The most exciting thing about Labor Day is that many of us get long weekends for it. Otherwise, it's a very earnest holiday, celebrating the working Joe. First suggested by either a carpenter or a machinist in around 1885, Labor Day became a federal holiday in 1894, celebrated mostly with earnest parades.
That said, it has been pointed out that Labor Day may be the only holiday devoted just to a positive force -- not to war, power or glory, nor to any single person, religion or nation.
Though Mother's Day in the United States was created in the mid-1800s by Philadephia's Ann Reeves Jarvis in much the same way Dodd created Father's Day, celebrations of motherhood go back millennia to the Greeks and Romans.
By the 1700s, it had gradually morphed with the advent of Christianity into "Mothering Sunday," really a call for people to return to their mother churches on one given Sunday. In the early 1900s, Jarvis' daughter, Anna Jarvis, started a campaign to formally recognize Mother's Day as a holiday. President Woodrow Wilson signed the annual holiday -- to be held on the second Sunday in May -- into law in 1914.
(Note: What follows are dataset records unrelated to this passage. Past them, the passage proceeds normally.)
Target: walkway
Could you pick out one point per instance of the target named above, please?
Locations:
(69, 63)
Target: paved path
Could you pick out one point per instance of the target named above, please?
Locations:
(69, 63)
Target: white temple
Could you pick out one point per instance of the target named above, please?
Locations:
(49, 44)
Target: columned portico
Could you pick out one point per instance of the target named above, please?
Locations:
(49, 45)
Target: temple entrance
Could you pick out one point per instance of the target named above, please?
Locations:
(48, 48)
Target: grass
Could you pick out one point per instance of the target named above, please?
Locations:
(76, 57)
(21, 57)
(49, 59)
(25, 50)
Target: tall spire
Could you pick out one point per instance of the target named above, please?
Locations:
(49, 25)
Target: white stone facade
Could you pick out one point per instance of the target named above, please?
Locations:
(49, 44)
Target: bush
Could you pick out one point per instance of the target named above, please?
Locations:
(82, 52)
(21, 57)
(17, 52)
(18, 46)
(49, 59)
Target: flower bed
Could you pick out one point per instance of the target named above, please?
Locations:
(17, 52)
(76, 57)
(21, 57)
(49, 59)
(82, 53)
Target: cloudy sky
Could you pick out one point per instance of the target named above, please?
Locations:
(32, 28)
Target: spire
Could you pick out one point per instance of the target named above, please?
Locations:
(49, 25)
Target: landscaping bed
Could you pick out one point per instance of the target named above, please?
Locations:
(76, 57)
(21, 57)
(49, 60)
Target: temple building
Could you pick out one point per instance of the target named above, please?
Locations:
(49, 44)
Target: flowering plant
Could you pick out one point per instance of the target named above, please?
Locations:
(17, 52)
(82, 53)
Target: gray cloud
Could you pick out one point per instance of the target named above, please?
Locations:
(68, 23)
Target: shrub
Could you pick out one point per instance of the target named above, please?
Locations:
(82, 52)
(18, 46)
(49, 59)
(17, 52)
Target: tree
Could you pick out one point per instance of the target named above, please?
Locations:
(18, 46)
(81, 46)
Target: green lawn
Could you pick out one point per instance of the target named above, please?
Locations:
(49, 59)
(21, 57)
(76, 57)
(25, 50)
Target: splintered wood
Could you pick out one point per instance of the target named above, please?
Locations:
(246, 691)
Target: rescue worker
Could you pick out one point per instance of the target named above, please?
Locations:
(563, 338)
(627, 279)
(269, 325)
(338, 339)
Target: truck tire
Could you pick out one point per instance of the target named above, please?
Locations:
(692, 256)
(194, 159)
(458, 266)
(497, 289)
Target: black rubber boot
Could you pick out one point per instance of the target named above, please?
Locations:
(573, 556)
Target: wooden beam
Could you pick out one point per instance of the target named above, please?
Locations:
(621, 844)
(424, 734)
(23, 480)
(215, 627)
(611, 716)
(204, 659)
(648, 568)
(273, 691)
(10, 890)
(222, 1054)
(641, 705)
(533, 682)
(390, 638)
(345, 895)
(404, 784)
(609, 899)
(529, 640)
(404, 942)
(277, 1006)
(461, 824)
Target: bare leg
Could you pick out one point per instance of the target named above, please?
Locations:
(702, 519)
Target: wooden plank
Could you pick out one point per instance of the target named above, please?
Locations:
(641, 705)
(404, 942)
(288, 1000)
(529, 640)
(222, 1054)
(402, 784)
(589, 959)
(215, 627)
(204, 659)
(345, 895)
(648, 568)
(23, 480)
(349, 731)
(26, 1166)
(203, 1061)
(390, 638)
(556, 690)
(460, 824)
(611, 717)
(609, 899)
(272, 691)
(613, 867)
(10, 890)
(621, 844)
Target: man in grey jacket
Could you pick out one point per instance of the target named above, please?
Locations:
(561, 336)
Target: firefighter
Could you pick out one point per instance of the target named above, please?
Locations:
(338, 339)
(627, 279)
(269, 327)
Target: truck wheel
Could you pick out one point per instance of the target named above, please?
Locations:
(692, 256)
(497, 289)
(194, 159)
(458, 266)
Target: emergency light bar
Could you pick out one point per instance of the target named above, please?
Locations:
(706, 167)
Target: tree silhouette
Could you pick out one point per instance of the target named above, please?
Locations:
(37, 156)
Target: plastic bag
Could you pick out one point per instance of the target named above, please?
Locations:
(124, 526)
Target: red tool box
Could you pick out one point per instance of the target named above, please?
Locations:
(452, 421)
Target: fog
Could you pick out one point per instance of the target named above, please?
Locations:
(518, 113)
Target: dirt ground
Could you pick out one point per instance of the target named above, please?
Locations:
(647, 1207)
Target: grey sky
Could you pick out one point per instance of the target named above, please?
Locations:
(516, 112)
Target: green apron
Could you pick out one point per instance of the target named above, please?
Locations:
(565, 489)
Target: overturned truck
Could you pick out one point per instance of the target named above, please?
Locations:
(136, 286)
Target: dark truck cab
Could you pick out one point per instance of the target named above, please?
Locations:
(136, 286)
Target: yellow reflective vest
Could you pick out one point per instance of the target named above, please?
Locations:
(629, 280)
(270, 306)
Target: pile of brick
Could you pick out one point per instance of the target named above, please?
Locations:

While not quite as old as Mother's Day, Father's Day has a hundred-plus-year history. The first Father's Day was a local affair, celebrated in Spokane, Wash., in 1910.
Sonora Dodd, a Spokane native, thought to create a day that celebrated fathers after thinking, during a Mother's Day celebration, of her single dad and all he had done for her. She encouraged local churches to celebrate fathers in June, her father's birth month, and Father's Day was born. It wasn't made an official holiday until 1924, under President Calvin Coolidge.
For such a simple holiday, Halloween has a twisted, complicated history. Its roots lie in the ancient Celtic festival of Samhain (pronounced sah-win), a harvest celebration that takes place in late October, when the crops are brought in for winter.
The Celtic people believed that on Oct. 31, the worlds of the living and the dead were closest, and that the dead could come back to wreak havoc on the living. So the bonfires were lit and the masks and costumes came out to ward off, appease or hide from any spirits that broke through.
Probably the most ancient of the holidays we celebrate, Valentine's Day has a murky, mysterious past. Its roots lie with the ancient Roman festival of Lupercalia on Feb. 15, which in itself was a torrid affair, with drunkenness, animal sacrifice and spanking of young women (really).
Since there were three St. Valentines, all of whom were killed at around the same time, about 270 A.D., it's not clear which one lent his name to the holiday. A thousand years passed before Chaucer linked St. Valentine to love and cemented the bond, some scholars believe. It stuck. By the 1700s, the holiday had shifted to Feb. 14 and exchanging handmade cards was the custom.
Though St. Patrick, the patron saint of Ireland, was feted in the motherland, it wasn't until the Irish started emigrating to the United States that it became the big deal it is today.
Holiday celebrations started small in the 1700s, with local parades in New York, Boston, Philadelphia and Chicago's Irish communities. Over time, though, the Irish population grew and the parades multiplied, joined by the tradition of wearing green for Ireland. Drinking Guinness, another Irish tradition, of course stayed.
Also called Decoration Day, Memorial Day seems to have sprung up simultaneously in multiple locations just after the Civil War ended in 1868.
The Grand Army of the Republic -- a Union veterans' association -- declared that on May 30, graves of the fallen should be decorated with spring flowers. But localities were already doing that. In addition to Memorial Day, many states in the South have their own holidays for honoring fallen Confederate soldiers.
The date most people think is a celebration of the birth of Jesus Christ, Dec. 25, isn't just that: it's also an embracing of the season of light that has been celebrated since well before Christianity took hold.
The ancient Romans feted Saturnalia, a raucous festival of carousing and gift-giving that ran in the weeks leading up to Dec. 25, the birthday of Mithras and the Roman sun god, The Unconquered Sun.
Experts theorize that the early Christians, in an effort to carve out their own religious rituals in the pagan Roman Empire, likely chose Dec. 25 as their special day in order to show that they had something special to offer, too: the birth of their savior, Jesus Christ. Jesus was likely born in March or April, though the exact date isn't clear.